Bob Dylan’s Nobel Win Sparks Debate
October 19, 2016
When the Nobel Prize for Literature was awarded to Bob Dylan last week, it certainly raised some eyebrows.
Some shook their heads in dismay at the idea of the prize going to a popular musician who, unlike Svetlana Alexievich or Tomas Tranströmer, probably wouldn’t benefit much from the increased attention the Nobel provides.
“Part of the problem, of course, is that Bob Dylan is a musician,” writes Hanson O’Haver in Vice. Given that music occupies a larger role in popular culture than literature, the Nobel, O’Haver says, is “at least a chance to remind the larger public that serious literature exists.”

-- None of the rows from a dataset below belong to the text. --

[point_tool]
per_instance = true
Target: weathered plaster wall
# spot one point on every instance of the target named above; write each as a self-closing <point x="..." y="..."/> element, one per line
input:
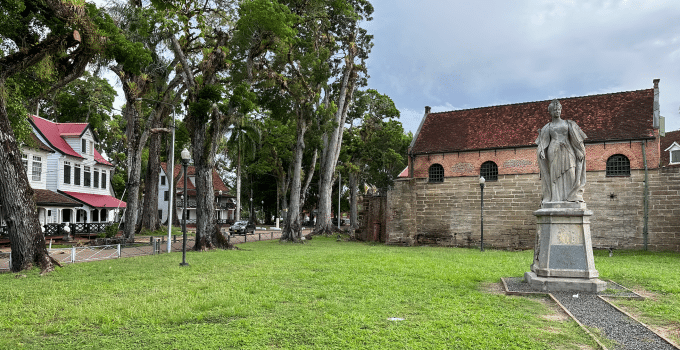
<point x="448" y="213"/>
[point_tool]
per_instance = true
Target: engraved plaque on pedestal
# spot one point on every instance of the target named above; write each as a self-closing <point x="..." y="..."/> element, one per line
<point x="563" y="254"/>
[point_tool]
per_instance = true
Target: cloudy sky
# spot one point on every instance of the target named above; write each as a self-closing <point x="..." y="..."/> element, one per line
<point x="465" y="54"/>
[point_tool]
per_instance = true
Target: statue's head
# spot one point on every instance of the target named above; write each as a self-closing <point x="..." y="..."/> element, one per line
<point x="555" y="108"/>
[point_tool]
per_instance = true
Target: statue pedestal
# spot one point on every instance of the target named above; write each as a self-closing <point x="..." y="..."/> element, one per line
<point x="563" y="254"/>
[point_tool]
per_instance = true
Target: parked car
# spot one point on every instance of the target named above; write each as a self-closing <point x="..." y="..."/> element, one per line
<point x="242" y="227"/>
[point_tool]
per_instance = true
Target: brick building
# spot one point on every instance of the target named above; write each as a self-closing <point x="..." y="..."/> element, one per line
<point x="437" y="199"/>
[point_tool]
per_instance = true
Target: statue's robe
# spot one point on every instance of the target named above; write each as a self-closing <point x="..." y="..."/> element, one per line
<point x="563" y="162"/>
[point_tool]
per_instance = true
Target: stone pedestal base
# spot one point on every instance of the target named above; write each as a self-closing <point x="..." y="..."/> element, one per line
<point x="563" y="254"/>
<point x="561" y="284"/>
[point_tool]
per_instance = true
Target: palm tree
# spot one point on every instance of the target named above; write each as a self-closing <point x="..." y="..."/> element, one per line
<point x="244" y="138"/>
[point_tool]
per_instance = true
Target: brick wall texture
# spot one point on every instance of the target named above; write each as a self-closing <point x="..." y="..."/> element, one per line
<point x="448" y="213"/>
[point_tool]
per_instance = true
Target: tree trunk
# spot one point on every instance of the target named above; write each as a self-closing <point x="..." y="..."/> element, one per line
<point x="331" y="152"/>
<point x="18" y="205"/>
<point x="293" y="229"/>
<point x="353" y="217"/>
<point x="150" y="220"/>
<point x="308" y="178"/>
<point x="238" y="186"/>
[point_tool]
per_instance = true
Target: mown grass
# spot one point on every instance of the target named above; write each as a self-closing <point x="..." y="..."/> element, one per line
<point x="319" y="295"/>
<point x="653" y="272"/>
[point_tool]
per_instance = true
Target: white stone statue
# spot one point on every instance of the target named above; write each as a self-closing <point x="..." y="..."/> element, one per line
<point x="561" y="158"/>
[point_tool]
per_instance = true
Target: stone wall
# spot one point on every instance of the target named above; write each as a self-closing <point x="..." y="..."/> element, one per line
<point x="448" y="213"/>
<point x="519" y="161"/>
<point x="372" y="219"/>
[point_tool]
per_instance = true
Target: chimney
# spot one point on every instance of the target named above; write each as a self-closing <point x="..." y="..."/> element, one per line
<point x="656" y="104"/>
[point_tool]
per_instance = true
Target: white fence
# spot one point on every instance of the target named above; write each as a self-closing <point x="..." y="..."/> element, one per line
<point x="155" y="245"/>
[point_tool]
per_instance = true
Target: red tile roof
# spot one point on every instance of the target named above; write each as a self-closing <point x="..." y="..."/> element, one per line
<point x="54" y="133"/>
<point x="47" y="197"/>
<point x="616" y="116"/>
<point x="96" y="200"/>
<point x="40" y="145"/>
<point x="218" y="184"/>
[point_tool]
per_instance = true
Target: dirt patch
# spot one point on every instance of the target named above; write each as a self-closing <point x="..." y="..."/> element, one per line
<point x="668" y="331"/>
<point x="556" y="313"/>
<point x="493" y="288"/>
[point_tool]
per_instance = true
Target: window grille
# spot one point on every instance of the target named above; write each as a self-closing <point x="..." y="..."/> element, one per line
<point x="675" y="157"/>
<point x="86" y="176"/>
<point x="37" y="168"/>
<point x="489" y="171"/>
<point x="76" y="175"/>
<point x="67" y="172"/>
<point x="24" y="160"/>
<point x="618" y="165"/>
<point x="436" y="173"/>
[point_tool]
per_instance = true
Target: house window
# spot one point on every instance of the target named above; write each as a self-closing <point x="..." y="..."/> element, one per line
<point x="24" y="161"/>
<point x="67" y="172"/>
<point x="37" y="168"/>
<point x="436" y="173"/>
<point x="675" y="157"/>
<point x="96" y="178"/>
<point x="76" y="175"/>
<point x="86" y="176"/>
<point x="489" y="171"/>
<point x="618" y="165"/>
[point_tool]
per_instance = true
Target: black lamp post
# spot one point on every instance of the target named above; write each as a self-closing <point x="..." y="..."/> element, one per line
<point x="185" y="162"/>
<point x="481" y="186"/>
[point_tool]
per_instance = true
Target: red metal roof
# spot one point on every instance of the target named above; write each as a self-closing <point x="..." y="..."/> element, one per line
<point x="403" y="173"/>
<point x="54" y="133"/>
<point x="607" y="117"/>
<point x="96" y="200"/>
<point x="47" y="197"/>
<point x="218" y="184"/>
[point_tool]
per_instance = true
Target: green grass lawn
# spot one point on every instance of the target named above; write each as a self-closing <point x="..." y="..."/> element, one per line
<point x="319" y="295"/>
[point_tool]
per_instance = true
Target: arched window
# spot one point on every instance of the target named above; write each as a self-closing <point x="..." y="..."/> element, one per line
<point x="436" y="173"/>
<point x="618" y="165"/>
<point x="489" y="171"/>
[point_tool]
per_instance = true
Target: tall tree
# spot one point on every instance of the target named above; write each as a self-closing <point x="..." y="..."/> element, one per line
<point x="61" y="38"/>
<point x="354" y="46"/>
<point x="244" y="138"/>
<point x="375" y="145"/>
<point x="150" y="96"/>
<point x="218" y="92"/>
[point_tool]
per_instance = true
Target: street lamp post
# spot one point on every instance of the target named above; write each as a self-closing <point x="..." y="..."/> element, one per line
<point x="185" y="162"/>
<point x="481" y="186"/>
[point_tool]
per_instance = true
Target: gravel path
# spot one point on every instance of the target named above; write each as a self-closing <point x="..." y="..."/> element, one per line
<point x="592" y="311"/>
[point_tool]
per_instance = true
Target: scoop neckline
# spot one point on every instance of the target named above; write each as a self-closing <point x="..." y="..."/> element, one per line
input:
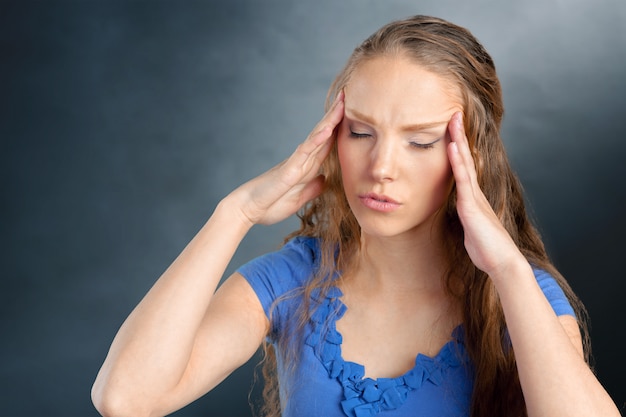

But others are saying that Dylan is the “perfect choice,” given that Dylan has received support from writers all over the world. “For literature to do anything at all,” Jennifer Croft writes in another op-ed for Vice, “it must reach readers and listeners; Bob Dylan is a wonderful example of doing just this.”
In addition to popular attention, Dylan has been the subject of literary and even legal scholarship for decades, beginning in the late 1960s. The first book on Dylan, published in the late 1970s, is by Betsy Bowden and titled Performed Literature: Words and Music by Bob Dylan (Indiana University Press). (Reportedly, more than 1,000 books in English on Dylan have been published, according to The Chronicle of Higher Education.)
Meanwhile, the Associated Press reports that book sales of Dylan’s memoir, Chronicles: Volume 1, and his compilation of lyrics, The Lyrics: 1961-2012, have skyrocketed since the Nobel announcement.
Dylan, throughout it all has been conspicuously silent: he has not responded to any of the Nobel committee’s emails or phone calls, according to the committee’s Permanent Secretary Sarah Danius, and it’s thus unclear whether he will show up to the Nobel Prize Award Ceremony in Stockholm.